登録時には用意されたいくつかの質問の中から一つまたは数個を選んで回答を登録する方式が多いが、質問文自体を利用者が自由に考えて登録できるようにしている場合もある。回答に表記の揺れがあると同一性の判定が困難になるため、簡潔な単語で答えられる質問が多い。
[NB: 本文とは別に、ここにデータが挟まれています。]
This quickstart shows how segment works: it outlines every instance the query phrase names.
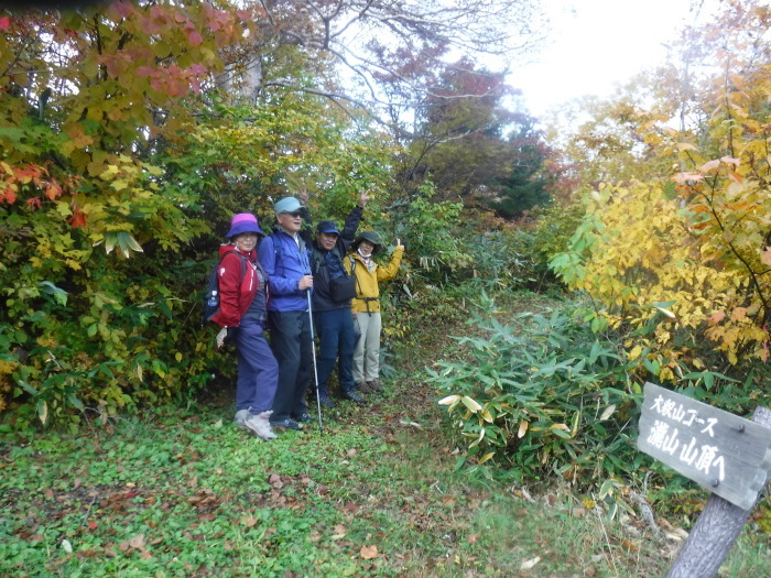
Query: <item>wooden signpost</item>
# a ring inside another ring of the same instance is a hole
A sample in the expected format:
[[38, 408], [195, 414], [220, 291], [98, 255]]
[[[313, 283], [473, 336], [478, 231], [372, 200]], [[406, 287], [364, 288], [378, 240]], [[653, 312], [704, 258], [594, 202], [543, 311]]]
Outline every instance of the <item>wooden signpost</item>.
[[752, 421], [645, 383], [638, 448], [713, 493], [667, 578], [717, 576], [771, 471], [771, 411]]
秘密の質問は通常の認証手順には用いず、パスワードを忘れてしまい再設定したいと申し出があった際に申請者が利用者本人であることを確認する手段として用いたり、普段と異なる利用状況で認証が行われた際などになりすました他人ではないことを確認するために行われる(二段階認証/リスクベース認証)ことが多い。
秘密の質問には様々な問題点が指摘されている。利用者登録の手続きの際に質問と回答を登録するが、その情報は普段の認証時には使わないため、いざ必要になったときに「どの質問を選んだか忘れた」「登録時の回答の正確な表記を忘れた」といった状況が起きやすく利便性に欠ける。
また、任意の文字列を設定できるパスワードなどに比べ、既存の単語や固有名詞、あるいは「よくある名前」を登録することが多く、質問の設計によっては辞書攻撃などに対して脆弱である。例えば、「ペットの名前」は「モカ」「モモ」「マロン」などが多いであろうし、「母親の旧姓」は鈴木、山田、佐藤などが多くなり、これは本人には変更できない(わざと奇抜な架空の答えを登録することはできるが、それをずっと覚えていなければならない)。
さらに、こうした本人の属性にまつわる情報は身近な人ならそれとなく本人から聞き出すなどして割り出しやすく、全くの他人であっても本人のSNSアカウントを探し出して書き込みを分析するなどして割り出すことが可能な場合がある。パスワードを認証時以外にうっかりどこかに書いてしまうことは考えにくいが、ペットの名前をSNSに書き込むのは起きがちである。